Jenny Pepper, 42, manager of a charity bookshop, married to Elliot, graphic designer, with a 14-year-old daughter, Martha, is fed-up of her life. As the novel begins, she is tidying up after her family; Martha is at a friend’s house and Elliot’s at an award ceremony. When she goes into the study, she notices their wedding album poking out of the shelf. Picking it up to look through it, a comic book, drawn by Elliot drops out, the hero Vermilion based on Elliot – he has his eyes. Jen’s impressed with the visuals until she sees the woman who needs to be rescued – ‘She was dressed in a scrap of material cut low over the solid globes of her breasts, high across her hairless groin.’

Once in a while I’d chosen to share with Elliot some of my despair over the way my body had run out of control, and every time he’d been admirably supportive: I love your body, you’ve always been beautiful, aren’t we lucky to be growing older together? Blah blah blah. But look at this, now! This wasn’t just a comic book. It was a window into his desires, and this was what he wanted: big tits, tiny waist, hairless fanny. It wasn’t off-the-peg porn, either. He designed it himself, and he wanted the stuff you cannot have without surgery and childlessness and the kind of constant attention that women like me can’t give themselves.

Jenny doesn’t tell him she’s found the comic. A few days later in the shop, sorting through a donation, Jen finds a fancy dress mask which she initially puts in a pile of unwanted things but there’s her boss Allie’s fancy dress party to prepare for and Jen has an idea.

The first thing I saw was red. Red on my lips, red lacing up the front of my black corset, red lining my black cape, framing the shape of my body. I saw what the shape was, that it was less shaming than I’d feared it might be; the out of breasts rendered voluptuous by the twin forces of the corset and a push-up bra, the in of my waist not the sharp descent I’d want – the bowed line of boning, the roll of fat between corset and skirt – but an in nonetheless. Slung low on my hips, a toolbelt (keys, mobile phone, likely-looking knife designed for cutting cheese).
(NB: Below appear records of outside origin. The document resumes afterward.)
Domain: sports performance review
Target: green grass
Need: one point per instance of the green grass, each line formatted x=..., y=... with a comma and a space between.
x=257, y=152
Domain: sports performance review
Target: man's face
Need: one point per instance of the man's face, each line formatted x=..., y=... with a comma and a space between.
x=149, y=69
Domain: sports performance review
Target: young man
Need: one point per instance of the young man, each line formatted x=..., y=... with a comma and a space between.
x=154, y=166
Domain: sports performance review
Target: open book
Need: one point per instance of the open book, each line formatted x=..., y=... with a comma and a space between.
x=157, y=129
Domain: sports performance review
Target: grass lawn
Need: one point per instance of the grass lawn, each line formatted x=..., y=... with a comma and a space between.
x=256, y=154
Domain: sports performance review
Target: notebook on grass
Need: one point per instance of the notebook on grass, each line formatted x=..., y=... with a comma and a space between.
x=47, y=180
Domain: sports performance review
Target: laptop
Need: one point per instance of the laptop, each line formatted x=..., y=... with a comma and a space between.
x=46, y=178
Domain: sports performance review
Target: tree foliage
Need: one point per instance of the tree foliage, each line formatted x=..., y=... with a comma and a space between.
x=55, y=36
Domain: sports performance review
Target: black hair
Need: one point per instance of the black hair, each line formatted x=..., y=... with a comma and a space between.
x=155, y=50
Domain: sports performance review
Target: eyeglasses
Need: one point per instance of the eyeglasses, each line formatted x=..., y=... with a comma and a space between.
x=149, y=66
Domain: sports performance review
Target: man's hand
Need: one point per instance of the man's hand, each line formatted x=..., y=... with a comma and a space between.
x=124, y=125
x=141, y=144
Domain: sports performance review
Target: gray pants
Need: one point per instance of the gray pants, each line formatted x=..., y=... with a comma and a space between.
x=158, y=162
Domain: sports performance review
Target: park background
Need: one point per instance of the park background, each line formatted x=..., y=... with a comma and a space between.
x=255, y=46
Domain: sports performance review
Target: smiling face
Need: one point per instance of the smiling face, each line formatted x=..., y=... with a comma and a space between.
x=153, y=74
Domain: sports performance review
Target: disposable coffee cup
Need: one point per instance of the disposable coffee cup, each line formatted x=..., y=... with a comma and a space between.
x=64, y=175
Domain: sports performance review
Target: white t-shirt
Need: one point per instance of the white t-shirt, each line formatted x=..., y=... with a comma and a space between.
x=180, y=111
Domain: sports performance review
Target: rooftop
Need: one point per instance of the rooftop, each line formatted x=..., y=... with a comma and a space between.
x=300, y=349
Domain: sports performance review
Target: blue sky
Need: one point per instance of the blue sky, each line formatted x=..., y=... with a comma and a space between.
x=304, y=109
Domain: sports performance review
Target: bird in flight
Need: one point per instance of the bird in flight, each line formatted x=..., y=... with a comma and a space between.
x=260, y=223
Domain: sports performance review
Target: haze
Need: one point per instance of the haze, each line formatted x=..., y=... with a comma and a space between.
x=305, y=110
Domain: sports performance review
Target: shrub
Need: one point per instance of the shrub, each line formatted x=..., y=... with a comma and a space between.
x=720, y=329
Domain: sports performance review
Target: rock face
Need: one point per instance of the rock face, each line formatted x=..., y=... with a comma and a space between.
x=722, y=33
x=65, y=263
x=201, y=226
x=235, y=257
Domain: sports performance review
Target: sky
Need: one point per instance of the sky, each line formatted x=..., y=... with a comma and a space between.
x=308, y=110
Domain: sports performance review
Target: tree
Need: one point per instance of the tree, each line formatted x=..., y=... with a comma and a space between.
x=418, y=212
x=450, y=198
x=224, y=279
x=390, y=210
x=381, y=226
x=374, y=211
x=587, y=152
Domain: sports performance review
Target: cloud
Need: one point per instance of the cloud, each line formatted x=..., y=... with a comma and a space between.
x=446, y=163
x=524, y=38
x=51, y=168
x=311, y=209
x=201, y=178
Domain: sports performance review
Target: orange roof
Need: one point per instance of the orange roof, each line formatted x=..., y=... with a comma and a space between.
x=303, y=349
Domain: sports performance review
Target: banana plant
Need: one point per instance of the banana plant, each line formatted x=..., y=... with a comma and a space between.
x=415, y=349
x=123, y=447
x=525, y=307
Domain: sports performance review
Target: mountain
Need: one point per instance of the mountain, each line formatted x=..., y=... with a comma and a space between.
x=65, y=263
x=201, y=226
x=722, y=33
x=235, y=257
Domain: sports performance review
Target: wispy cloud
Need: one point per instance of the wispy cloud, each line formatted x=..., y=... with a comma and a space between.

My fists clenched in their satin gloves, the mask dangled from one hand.

But Jen doesn’t get to her party in the superhero outfit because as she walks past an alleyway near the churchyard, she sees a woman being attacked by a man. Initially Jen shouts at him and phones the police but after he laughs at her and goes to punch the victim again, Jen attacks him and sits on him until the police arrive.

Oh God, for a few seconds I was a superhero. I was. The rush of it! A glut of chemicals slamming into my blood, a lightness in my belly, the unburdening of violence. It was a kind of frenzied passion and when it was over the world was different.

Jen runs before the police can see who she is, goes to the party in a completely different outfit and reveals to no one what she’s done. But the costume keeps calling to her; before long she’s out on the streets again and soon teenage girls in Martha’s school year are being attacked and Jen knows she has to do something about it.

Vigilante is a novel about women’s bodies – how they see themselves and how they’re seen by males; about marriage and the compromises and sacrifices you make; about finding yourself and being comfortable in your skin and fulfilled in your work/hobbies.

Harris looks closely at the expectations society places on women – young women in particular – and how these inform the way men think of women. She explores this through images of the body – the cartoon Elliot draws; graffiti on a shop wall of a young woman wearing the uniform from Martha’s school; the way Jen feels about her body and both the comments she endures when she’s wearing the costume and the comments made about her in the press and unknowingly by the people around her – but also through the roles that Jen and Elliot take in their marriage and the resentments they bear when one believes the other is getting to be the ‘goodie’ with their daughter while they take a more difficult role.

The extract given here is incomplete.